Des présents et des absents
Lundi s’est ouvert à Genève le procès de l’incendie du foyer pour requérant·es d’asile des Tattes. Un drame survenu… en 2014, soit il y a huit ans déjà. Dans nos colonnes, en 2019, la procureure en charge du dossier affirmait ne pas avoir voulu bâcler la procédure, pour justifier la longueur de l’instruction. Il n’empêche que ce délai est long, très long. A titre de comparaison, c’est le même temps qu’il a fallu à la justice genevoise pour condamner Erwin Sperisen, l’ancien chef de la police du Guatemala, pour complicité d’assassinats. Dans le cas présent, les faits ne se sont pas déroulés sur un autre continent, mais bien à Genève. Les protagonistes du drame y résidaient tous à l’époque.
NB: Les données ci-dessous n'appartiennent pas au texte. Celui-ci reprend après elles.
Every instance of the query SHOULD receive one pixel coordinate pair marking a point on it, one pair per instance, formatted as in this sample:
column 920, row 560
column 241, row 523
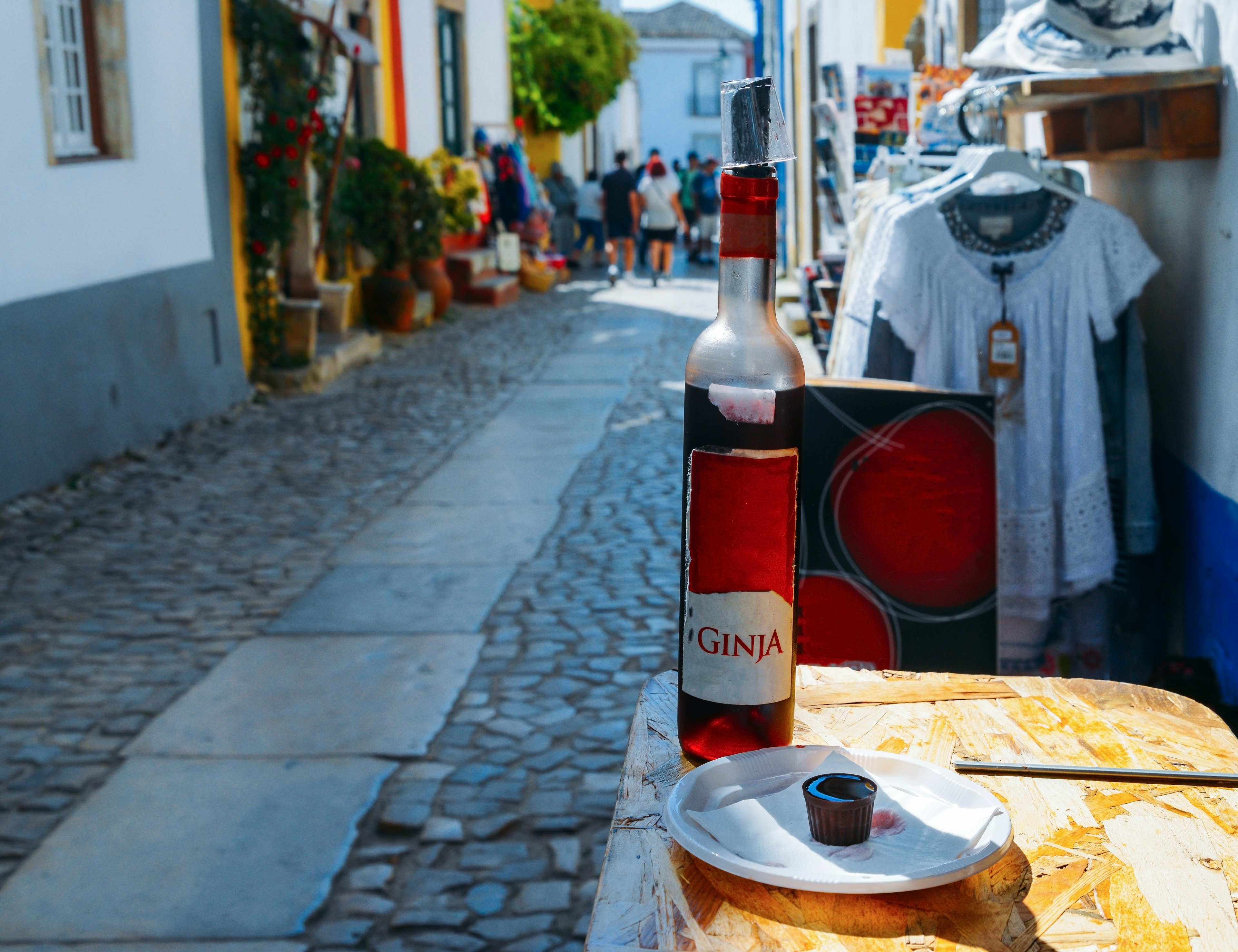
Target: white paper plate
column 761, row 773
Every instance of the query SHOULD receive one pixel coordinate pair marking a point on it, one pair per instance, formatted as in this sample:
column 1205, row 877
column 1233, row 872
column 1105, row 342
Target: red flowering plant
column 283, row 91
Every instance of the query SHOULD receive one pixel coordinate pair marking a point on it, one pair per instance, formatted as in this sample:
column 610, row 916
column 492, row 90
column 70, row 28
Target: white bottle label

Ce qui n’est plus forcément le cas aujourd’hui.
Au premier jour du procès, les absents sont nombreux car, victimes ou pas, la machine asile ne s’est pas arrêtée pour laisser le temps à la justice d’opérer. Certains requérants ont été expulsés du territoire, d’autres ont disparu avant de connaître ce sort. Pour ces personnes, les audiences viennent trop tard, leur statut d’expulsé a remplacé celui de victime aux yeux de l’administration. Un statut manifestement important, puisque de nombreux et nombreuses ancien·nes résident·es des Tattes ont fait le déplacement lundi au Palais de justice, afin d’obtenir des réponses.
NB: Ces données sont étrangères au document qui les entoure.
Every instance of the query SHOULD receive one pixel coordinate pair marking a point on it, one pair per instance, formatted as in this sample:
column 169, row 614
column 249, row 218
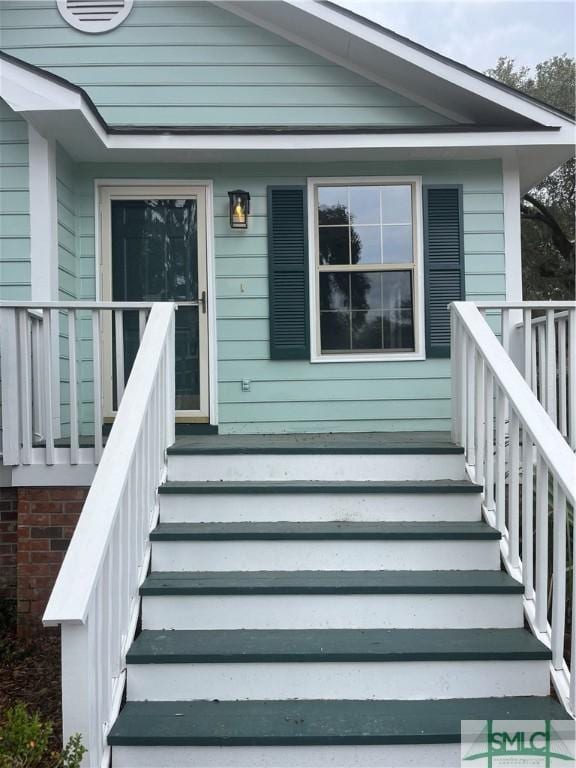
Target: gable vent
column 95, row 16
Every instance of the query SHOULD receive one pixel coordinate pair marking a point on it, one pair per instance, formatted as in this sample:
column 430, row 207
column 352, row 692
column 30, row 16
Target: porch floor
column 334, row 442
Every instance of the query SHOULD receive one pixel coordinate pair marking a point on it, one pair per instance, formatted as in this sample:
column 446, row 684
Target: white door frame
column 104, row 191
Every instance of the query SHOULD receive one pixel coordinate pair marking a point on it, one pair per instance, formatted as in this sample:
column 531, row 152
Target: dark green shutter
column 288, row 273
column 443, row 263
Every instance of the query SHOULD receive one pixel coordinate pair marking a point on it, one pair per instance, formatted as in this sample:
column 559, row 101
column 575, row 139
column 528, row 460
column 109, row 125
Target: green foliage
column 25, row 739
column 547, row 210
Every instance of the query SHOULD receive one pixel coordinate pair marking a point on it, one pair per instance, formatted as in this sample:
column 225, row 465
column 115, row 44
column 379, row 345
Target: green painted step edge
column 334, row 645
column 307, row 531
column 293, row 487
column 330, row 582
column 309, row 722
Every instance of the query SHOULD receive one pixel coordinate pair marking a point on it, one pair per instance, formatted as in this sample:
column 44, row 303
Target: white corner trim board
column 43, row 217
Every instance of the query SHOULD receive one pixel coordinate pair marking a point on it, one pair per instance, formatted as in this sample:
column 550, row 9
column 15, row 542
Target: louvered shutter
column 444, row 263
column 288, row 273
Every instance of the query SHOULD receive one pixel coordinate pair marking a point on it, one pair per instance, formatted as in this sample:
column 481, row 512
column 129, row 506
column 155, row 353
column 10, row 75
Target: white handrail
column 506, row 433
column 544, row 349
column 95, row 598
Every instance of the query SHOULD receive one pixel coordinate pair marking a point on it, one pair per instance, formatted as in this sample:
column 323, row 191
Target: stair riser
column 319, row 507
column 398, row 611
column 341, row 467
column 388, row 756
column 338, row 680
column 298, row 555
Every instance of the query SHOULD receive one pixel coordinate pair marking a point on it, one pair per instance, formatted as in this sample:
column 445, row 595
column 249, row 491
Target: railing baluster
column 490, row 455
column 562, row 378
column 541, row 580
column 513, row 491
column 500, row 469
column 48, row 381
column 141, row 323
column 528, row 514
column 506, row 330
column 119, row 340
column 572, row 378
column 97, row 375
column 541, row 362
column 469, row 362
column 480, row 420
column 534, row 352
column 73, row 371
column 25, row 387
column 551, row 366
column 527, row 339
column 559, row 578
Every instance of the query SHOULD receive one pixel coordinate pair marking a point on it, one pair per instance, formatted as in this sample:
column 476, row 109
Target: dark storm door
column 156, row 251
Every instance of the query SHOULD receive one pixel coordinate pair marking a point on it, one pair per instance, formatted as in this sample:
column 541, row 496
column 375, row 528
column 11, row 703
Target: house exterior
column 311, row 191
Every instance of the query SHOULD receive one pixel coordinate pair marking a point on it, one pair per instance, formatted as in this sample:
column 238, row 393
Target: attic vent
column 94, row 15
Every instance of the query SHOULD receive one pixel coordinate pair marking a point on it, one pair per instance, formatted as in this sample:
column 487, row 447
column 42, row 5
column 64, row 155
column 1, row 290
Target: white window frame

Le procès, qui est appelé à durer quatre jours, ne les apportera sans doute pas toutes. Sur le banc des accusés, deux agents de sécurité, un ancien résident (l’autre ne s’est pas présenté) et un ex-responsable incendie des Tattes devront répondre des événements qui ont conduit au décès d’un résident et occasionné de nombreuses blessures à une quarantaine d’autres personnes. Un homme n’a, depuis, plus l’usage de ses jambes. Mais l’Hospice général tout comme l’Etat et l’agence de sécurité Protectas n’ont pas été inculpés à la fin de l’instruction. Pourtant, une expertise accablante avait pointé du doigt une dizaine de manquements à la sécurité, tels que détection incendie absente des chambres, alarme non rattachée à la centrale des pompiers, portes coupe-feu impossibles à ouvrir sans clé dans un sens, etc. Des manquements que l’Etat a toujours niés.
Au final, ce ne sont que des individus qui sont jugés cette semaine et pas un système qui n’a pas pris au sérieux les divers signaux d’alarme, dont un précédent incendie. Se serait-on accommodé du statu quo s’il ne s’était agi d’un centre pour requérant·es d’asile? Au terme de ce procès, la justice sera rendue. Mais il n’est pas certain que les victimes recevront les réponses auxquelles elles ont pourtant droit pour pouvoir se reconstruire.